PARIS: Le ministère de l'Economie et la Banque de France ont ajusté lundi à la marge les règles encadrant le crédit immobilier, pour réveiller un marché en chute libre, et plaidé pour un examen minutieux des refus des banques en la matière.
"J'ai proposé trois ajustements techniques" à l'occasion de la réunion trimestrielle du Haut Conseil de stabilité financière (HCSF) tenue dans la matinée, a expliqué à l'AFP le gouverneur de la Banque de France François Villeroy de Galhau.
"Ces ajustements sont raisonnables: aucun ne touche aux fondamentaux" des règles actuelles encadrant le crédit immobilier, et "aucun ne risque de mettre les ménages en situation de surendettement", a-t-il continué.
Les grands principes restent figés dans le marbre: les banques n'ont pas le droit de signer un crédit immobilier si le montant total des dépenses des emprunteurs liées à l'habitation dépasse 35% de leurs revenus (taux d'effort), ni pour une durée supérieure à 25 ans.
Ces bornes peuvent être contournées dans 20% des cas, à condition que cela concerne en priorité des résidences principales et vise, dans près d'un tiers des cas, des primo-accédants.
Parmi les trois ajustements décidés lundi, les banques pourront déroger à la limite maximale de la durée d'emprunt, pour aller jusqu'à 27 ans, si des travaux représentent 10% du montant total de l'opération.
Le HCSF a également décidé "d'autoriser les établissements de crédit à exclure la charge d'intérêt associée aux prêts relais" dans le calcul du taux d'effort.
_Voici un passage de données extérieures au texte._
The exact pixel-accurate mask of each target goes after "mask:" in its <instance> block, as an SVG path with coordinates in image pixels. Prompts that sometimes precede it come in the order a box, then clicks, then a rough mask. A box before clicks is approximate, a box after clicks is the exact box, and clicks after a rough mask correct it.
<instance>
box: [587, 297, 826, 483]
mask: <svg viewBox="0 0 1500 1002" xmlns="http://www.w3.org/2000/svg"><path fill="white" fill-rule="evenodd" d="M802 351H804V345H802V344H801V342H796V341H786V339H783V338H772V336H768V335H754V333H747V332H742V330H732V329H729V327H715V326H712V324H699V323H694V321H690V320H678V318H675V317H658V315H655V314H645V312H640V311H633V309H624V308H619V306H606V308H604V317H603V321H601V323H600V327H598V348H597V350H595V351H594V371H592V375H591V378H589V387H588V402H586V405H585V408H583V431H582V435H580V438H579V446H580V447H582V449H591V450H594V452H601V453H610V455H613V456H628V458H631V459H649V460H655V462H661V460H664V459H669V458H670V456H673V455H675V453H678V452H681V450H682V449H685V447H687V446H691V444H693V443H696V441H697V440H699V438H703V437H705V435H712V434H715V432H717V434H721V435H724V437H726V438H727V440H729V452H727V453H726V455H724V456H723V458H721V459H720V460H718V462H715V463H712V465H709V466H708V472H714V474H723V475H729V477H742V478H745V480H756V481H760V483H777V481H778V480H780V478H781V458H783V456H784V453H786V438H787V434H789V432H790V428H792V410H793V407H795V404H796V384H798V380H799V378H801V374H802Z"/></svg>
Le montant du prêt relais ne doit toutefois pas dépasser 80% de la valeur du bien vendu.
Enfin, les banques disposeront de davantage de flexibilité pour déployer leur quota d'exceptions. Elles pourront ponctuellement dépasser la limite de 20% sur un trimestre si elles retombent ce seuil en dessous en comptabilisant les deux trimestres suivants.
Niveau plancher ?
L'objectif du HCSF est de faire repartir la production de crédits immobiliers, passée sous les 10 milliards d’euros mensuels depuis août, selon la Banque de France, du jamais vu depuis plus de 7 ans.
Les ménages sont moins enclins à emprunter à cause de la hausse des taux amorcée par la Banque centrale européenne (BCE) l’an dernier et répercutée par les banques dans leur politique commerciale.
Le taux moyen des nouveaux crédits à l'habitat hors renégociations, qui évoluait sous les 1,1% jusqu’en mars 2022, est passé en un an et demi à 3,73%, selon les données de la Banque de France, pour septembre 2023.
Or dans le même temps les prix de l'immobilier ne s'ajustent que très sensiblement à la baisse.
"Il est souhaitable désormais que la production (de crédits immobiliers) se stabilise puis reparte à la faveur de la stabilisation des taux d'intérêt, et de la stabilisation, voire de la baisse, des prix de l'immobilier", a plaidé M. Villeroy de Galhau.
Interrogé plus tard dans la journée sur le plateau de C à vous, sur France 5, le ministre de l'Economie Bruno Le Maire a évoqué "des mesures d'assouplissement" à la fois "responsables" et "significatives" pour le crédit immobilier.
Elles sont pourtant loin de faire l'unanimité. "Ces règles, d’une complexité croissante au fil des aménagements, et les possibilités dérogatoires millimétriques qui les accompagnent ne sont pas opérationnellement pilotables à l’échelle de réseaux bancaires", a réagi la directrice générale du réseau de courtiers CAFPI Caroline Arnould.
Seconde chance
Le HCSF s'est par ailleurs prononcé en faveur d'un accord de Place pour un deuxième examen des dossiers de crédits immobiliers refusés, une idée lancée par le gouverneur le 17 novembre et reprise par Bruno Le Maire.
Ce dispositif de réexamen "doit être simple, accessible et efficace", a affirmé à l'AFP le gouverneur de la Banque de France.
Il serait "transitoire et temporaire", se ferait au cas par cas, à la demande du candidat à l'emprunt, et entrerait en vigueur début février, selon une source proche du HCSF.
"La profession bancaire réaffirme sa mobilisation pour le financement sain de l'économie française, et ses valeurs d'utilité au quotidien", a réagi la Fédération bancaire française (FBF).
La fédération professionnelle ne reprend cependant pas à son compte l'initiative de cette proposition de réexamen, que lui attribue pourtant le HCSF.